The Taipei District Court yesterday released student activist Dennis Wei (魏揚) without bail, after prosecutors accused him of having led a protest that escalated into the storming of the Executive Yuan building in Taipei on Sunday night.
Wei, a graduate student at National Tsing Hua University’s Institute of Sociology, walked out of the courtroom at 12:20pm to the cheers of his family and supporters, before tearfully hugging his mother.
The Taipei District Prosecutors’ Office said Wei has been charged with violating Article 150 of the Criminal Code — inciting people in an open assembly to employ threats or violence — which could see him face between one and seven years in prison if found guilty.
He was also charged with obstructing an officer in the performance of their duties; destruction, abandonment and damage of property; breaking and entering; and with violating the Cultural Heritage Preservation Act (文化資產保存法), among other counts, the office said.
According to the district court’s ruling, Wei posted a message on Facebook at 9pm on Sunday calling for students to join the occupation of the Executive Yuan — two hours after the siege had begun — which indicated that he did not play a leading role in inciting protesters to occupy the complex.

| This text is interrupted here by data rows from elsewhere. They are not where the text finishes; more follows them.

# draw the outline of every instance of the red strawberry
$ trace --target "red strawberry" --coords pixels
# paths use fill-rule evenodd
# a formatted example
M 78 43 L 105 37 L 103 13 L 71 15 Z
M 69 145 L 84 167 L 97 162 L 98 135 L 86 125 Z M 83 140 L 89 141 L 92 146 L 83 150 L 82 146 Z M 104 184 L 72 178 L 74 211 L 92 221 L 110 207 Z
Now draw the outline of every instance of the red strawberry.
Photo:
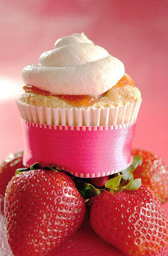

The ruling added that several students arrested and under investigation have said in their statements that Wei’s posting did not incite them to storm the Executive Yuan.
Video footage shows Wei speaking to protesters on a microphone during the siege, but the court ruled that his presence at the site does not prove that he broke into the complex and damaged property.
Wei said in a statement yesterday that he did not mastermind the occupation of the Executive Yuan.
“I arrived in Taipei from Hsinchu City by bus at about 8pm and was preparing to go back to the Legislative Yuan sit-in, but upon learning on Facebook that the Executive Yuan had been occupied by students, I decided to go to the Executive Yuan and arrived there after 8pm,” the statement said.
Wei said he asked the other students if he could him help lead the protest, while urging the protesters to remain calm and not break into any offices.
Turning to Premier Jiang Yi-huah’s (江宜樺) remarks that police only “carried protesters away or tapped them on the shoulder and asked them to leave,” Wei said he saw officers attack protesters with sticks and shields.
“Any bloodshed that took place during the violent eviction must be taken up with the officer in charge of the operation and with President Ma Ying-jeou (馬英九),” he added.